Ever since that day, Dr. Hanlon has been studying this video. “I learned a lot from that image. We’re still trying to understand it mathematically,” he said.
A trick of the eyes
Leafing through a coffee table book by camouflage artist Bev Doolittle, Dr. Hanlon said he has continued to find patterns and blending techniques everywhere in the art world, from the Impressionists to the photography of Ansel Adams.
And that has been his second, albeit more drawn-out “aha” moment. Working with artists, Dr. Hanlon said, has allowed him to understand human perception and discover new applications for his research.
“Whether it’s an animal or a print or material batch, it either blends in or stands out. I want to find out how or what makes it stand out,” he said.
But it is easier said than done. In a 2009 workshop he held with a cross-disciplinary group of artists, scientists and engineers, Dr. Hanlon found that the group had a hard time communicating their diverse approaches to one another.
“Speaking to engineers, one of my least favorite words is “texture.” It means something entirely different to a visual perception expert versus a builder,” Dr. Hanlon said.
On the other hand, he added, “engineers need numbers to reproduce things. Artists go through the same process, but without numbers.”
After reviewing thousands of high-resolution microscope images of cuttlefish skin, the working group was able to articulate some key elements of how camouflage works: color, contrast, and pattern, as well as something called “edge design.”
Dr. Hanlon’s team discovered a “Mount Fuji” effect in the skin, in which small bumps would develop in response to its perception of its surroundings, similar to how goose bumps develop on human skin in the cold.
The peaks of these mini Mount Fujis were light, while the valleys were dark, forming a pattern that makes the animal appear to have the same texture as its background.
“It created these false edges where the real figure was obscured. We figured out from the animal how to defeat edge recognition, by playing tricks on the eyes,” Dr. Hanlon said.
Bridging the gap
Using the microscope stills as a guide, animator Basia Goszczynska has been working with members of Dr. Hanlon’s team to develop a video showing just how a squid’s muscles contract to create the camouflage effect.

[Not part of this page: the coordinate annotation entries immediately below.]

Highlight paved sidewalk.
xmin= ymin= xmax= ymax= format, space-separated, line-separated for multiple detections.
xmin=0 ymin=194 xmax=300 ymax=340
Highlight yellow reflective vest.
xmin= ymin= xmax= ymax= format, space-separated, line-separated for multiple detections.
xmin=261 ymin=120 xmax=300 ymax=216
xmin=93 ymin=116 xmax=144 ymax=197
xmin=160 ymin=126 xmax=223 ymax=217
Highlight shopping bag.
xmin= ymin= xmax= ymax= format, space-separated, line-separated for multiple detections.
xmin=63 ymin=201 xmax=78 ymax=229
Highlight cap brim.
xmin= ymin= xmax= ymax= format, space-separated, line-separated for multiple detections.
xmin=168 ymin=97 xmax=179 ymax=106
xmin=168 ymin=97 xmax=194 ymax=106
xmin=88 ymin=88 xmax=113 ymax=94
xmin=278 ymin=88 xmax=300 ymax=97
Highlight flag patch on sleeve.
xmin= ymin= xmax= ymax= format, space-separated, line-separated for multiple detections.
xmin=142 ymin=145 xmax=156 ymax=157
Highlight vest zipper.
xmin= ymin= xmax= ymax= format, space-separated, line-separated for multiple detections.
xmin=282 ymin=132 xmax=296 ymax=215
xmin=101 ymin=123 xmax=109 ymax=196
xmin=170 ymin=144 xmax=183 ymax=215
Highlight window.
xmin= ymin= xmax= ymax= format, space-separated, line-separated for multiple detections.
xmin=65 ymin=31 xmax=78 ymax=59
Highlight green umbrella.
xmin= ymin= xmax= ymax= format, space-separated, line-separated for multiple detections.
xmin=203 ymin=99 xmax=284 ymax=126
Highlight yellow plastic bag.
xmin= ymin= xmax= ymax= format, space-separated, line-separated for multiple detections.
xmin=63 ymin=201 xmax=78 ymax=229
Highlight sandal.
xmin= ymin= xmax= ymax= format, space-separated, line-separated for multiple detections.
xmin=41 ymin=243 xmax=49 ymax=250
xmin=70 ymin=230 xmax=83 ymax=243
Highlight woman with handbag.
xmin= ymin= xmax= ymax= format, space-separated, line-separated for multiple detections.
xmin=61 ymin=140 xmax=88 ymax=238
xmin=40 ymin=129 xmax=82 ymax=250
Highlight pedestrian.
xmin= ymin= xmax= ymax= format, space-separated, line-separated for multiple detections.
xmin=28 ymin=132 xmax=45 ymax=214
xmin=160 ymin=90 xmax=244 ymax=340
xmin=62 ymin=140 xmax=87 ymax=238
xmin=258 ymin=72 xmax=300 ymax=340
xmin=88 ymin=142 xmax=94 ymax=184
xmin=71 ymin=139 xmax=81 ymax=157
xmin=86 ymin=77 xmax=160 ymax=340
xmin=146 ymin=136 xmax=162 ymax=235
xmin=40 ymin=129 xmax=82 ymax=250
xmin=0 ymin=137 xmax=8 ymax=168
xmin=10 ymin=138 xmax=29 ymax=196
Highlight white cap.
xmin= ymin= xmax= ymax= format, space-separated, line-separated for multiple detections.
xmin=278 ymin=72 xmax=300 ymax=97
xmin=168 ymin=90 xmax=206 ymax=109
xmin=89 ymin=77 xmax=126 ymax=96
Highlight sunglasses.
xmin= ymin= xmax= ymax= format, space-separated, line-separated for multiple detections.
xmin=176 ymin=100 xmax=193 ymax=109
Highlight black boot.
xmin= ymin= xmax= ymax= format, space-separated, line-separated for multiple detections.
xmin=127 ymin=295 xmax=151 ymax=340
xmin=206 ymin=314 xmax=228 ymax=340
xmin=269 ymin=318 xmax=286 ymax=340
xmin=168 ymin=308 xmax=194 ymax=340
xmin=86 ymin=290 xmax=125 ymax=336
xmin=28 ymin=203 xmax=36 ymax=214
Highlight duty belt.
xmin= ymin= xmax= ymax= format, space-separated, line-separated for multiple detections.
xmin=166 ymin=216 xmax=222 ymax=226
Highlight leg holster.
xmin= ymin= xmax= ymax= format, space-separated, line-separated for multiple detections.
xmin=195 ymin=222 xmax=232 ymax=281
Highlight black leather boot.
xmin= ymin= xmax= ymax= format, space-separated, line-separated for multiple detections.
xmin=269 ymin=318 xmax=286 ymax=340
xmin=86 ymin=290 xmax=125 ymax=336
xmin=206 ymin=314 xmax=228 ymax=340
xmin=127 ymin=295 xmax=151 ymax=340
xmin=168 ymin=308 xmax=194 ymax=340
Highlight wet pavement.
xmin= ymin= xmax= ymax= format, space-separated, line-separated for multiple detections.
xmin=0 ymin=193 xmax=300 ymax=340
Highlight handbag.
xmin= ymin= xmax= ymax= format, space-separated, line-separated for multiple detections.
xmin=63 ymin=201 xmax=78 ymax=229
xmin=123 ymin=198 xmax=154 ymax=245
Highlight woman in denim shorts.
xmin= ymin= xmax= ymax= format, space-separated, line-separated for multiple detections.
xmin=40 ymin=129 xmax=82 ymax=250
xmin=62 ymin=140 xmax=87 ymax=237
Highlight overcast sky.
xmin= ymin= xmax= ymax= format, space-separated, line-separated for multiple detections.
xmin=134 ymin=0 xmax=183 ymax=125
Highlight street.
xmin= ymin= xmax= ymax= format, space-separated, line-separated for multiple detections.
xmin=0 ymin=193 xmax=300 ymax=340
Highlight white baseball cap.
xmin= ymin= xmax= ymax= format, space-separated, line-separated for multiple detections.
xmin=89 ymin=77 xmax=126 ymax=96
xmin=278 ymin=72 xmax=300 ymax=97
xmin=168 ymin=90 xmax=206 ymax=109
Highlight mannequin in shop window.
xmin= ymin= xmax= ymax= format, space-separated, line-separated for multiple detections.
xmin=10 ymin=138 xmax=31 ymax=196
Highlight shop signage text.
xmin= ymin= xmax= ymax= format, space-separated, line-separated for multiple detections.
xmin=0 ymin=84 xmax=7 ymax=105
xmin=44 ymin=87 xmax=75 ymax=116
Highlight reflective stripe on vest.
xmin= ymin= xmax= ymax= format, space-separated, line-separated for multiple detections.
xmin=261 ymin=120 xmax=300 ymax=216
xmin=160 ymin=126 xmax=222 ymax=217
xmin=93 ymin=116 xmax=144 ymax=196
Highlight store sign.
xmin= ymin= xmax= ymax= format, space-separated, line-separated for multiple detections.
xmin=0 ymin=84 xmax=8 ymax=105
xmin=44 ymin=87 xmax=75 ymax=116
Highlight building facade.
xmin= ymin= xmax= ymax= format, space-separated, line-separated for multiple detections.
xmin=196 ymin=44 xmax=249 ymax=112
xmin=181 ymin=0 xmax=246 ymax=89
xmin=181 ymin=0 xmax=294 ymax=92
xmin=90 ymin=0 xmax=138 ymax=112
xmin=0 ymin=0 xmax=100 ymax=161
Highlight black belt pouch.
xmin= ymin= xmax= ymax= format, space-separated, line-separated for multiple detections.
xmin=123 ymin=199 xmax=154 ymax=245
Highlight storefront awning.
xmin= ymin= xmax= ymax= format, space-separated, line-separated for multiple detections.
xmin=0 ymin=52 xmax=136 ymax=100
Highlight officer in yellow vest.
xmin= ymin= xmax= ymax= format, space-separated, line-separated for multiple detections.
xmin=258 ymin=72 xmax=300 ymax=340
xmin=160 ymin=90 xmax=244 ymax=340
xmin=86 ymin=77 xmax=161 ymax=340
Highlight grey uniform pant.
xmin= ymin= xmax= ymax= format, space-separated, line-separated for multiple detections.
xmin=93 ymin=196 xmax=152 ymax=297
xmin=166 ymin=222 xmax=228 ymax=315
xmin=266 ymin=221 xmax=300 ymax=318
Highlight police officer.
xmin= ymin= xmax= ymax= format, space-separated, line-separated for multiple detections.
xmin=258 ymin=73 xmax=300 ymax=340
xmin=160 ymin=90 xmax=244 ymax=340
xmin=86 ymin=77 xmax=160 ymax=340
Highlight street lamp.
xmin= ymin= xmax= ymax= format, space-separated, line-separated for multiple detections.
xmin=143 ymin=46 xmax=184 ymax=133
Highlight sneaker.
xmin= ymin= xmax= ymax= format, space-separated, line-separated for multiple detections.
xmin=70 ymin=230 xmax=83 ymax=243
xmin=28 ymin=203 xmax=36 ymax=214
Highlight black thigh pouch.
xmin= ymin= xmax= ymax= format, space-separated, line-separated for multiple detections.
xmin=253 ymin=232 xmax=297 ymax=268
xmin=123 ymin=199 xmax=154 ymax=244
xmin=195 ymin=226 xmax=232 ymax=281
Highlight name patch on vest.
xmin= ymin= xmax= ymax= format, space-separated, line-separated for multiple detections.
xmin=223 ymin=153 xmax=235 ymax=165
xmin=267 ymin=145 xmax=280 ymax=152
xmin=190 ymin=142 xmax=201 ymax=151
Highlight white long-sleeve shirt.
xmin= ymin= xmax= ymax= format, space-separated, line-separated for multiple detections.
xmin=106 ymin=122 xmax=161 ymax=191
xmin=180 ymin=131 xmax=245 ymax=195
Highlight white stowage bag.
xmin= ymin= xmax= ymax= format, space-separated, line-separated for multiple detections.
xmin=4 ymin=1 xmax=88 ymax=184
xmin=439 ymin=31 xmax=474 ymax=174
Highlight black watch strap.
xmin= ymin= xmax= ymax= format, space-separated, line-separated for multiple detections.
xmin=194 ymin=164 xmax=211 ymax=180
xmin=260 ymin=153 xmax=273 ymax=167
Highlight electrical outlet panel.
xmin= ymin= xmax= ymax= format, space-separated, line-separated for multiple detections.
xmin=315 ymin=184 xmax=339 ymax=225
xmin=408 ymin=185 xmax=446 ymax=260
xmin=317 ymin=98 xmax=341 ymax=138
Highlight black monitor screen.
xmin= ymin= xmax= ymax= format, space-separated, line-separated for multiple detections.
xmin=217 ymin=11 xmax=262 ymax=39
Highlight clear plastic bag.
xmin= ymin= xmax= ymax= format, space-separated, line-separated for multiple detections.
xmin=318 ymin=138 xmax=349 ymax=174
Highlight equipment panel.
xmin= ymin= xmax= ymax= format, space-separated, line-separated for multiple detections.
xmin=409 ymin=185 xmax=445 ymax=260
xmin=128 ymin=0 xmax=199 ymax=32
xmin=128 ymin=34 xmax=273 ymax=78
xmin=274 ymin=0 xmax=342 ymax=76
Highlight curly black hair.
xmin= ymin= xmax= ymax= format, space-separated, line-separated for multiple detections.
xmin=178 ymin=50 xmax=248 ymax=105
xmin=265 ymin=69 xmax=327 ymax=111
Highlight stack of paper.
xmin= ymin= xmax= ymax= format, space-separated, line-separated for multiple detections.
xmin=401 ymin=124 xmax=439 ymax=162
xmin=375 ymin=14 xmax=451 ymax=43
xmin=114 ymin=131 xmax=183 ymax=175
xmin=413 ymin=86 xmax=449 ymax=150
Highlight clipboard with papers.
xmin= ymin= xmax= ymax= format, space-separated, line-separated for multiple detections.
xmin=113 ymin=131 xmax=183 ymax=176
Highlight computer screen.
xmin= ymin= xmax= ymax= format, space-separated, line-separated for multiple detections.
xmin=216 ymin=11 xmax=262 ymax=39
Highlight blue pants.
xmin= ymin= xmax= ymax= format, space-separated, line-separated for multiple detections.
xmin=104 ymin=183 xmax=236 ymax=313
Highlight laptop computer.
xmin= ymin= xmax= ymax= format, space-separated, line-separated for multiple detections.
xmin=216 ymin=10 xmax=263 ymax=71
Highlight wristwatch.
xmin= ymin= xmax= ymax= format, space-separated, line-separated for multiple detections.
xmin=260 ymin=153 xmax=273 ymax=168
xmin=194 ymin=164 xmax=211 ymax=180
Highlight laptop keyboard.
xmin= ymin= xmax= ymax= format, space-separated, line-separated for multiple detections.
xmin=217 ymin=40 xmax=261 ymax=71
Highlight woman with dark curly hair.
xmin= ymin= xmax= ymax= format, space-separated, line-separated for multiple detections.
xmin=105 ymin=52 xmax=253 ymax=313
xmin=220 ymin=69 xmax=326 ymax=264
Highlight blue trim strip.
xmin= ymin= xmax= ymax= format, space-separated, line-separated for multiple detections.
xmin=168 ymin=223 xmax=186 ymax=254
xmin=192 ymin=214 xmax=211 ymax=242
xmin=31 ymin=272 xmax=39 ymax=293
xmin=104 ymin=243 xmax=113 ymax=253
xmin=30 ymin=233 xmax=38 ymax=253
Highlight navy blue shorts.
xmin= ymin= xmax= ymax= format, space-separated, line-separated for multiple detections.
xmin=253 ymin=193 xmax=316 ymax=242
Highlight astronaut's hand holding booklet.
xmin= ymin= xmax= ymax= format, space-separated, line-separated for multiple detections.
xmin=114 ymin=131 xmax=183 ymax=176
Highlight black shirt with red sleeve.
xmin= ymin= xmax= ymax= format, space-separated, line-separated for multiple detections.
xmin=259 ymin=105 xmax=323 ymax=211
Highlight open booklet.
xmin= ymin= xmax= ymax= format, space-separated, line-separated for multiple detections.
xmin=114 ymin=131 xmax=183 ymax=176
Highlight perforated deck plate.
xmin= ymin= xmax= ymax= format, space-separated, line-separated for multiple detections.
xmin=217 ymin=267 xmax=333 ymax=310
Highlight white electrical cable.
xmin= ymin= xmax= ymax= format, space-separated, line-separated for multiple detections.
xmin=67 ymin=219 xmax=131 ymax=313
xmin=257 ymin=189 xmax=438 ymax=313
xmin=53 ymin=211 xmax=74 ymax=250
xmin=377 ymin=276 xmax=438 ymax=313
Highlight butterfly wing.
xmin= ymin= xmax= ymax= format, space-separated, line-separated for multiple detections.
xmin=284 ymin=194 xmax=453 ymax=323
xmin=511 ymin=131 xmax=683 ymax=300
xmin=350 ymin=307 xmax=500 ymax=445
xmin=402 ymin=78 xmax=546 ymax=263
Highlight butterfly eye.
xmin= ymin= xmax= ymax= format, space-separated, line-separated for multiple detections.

“Artists can serve as a bridge for getting science out to the world,” said Goszczynska, who worked in theater set design and the film industry before joining Dr. Hanlon’s lab earlier this year.
“A lot of people believe that art and science are completely different, that one is subjective, one is objective. Roger [Dr. Hanlon] comes up with these complicated results that I simplify through animation and design,” she said.
Working with Goszczynska helps Dr. Hanlon explain the cephalopods’ highly developed camouflage process to engineers who are interested in its applications—for everything from light-sensitive computer and mobile phone screens to energy-efficient architecture.
Discovering the mechanics of camouflage also opened up new questions for Dr. Hanlon. For one thing, cephalopods are colorblind, raising the question of how they are able to match the color and texture of a rock or seaweed so precisely. Further, he wondered how cephalopod predators—a porpoise, for example—perceive this colorful shape-shifting.
As astonishing as his underwater video is, humans only are seeing a small part of the available light spectrum, Dr. Hanlon points out.
To overcome the limits of human perception, Dr. Hanlon is taking advantage of a National Science Foundation grant to get a custom-built Hyper Spectral Imaging camera equipped with 700 megapixels. For comparison, your iPhone probably has 8 megapixels.
With the aid of the HSI camera, Dr. Hanlon and his colleagues will finally be able to see what a cuttlefish and its predators see, unlocking yet another mystery of evolution.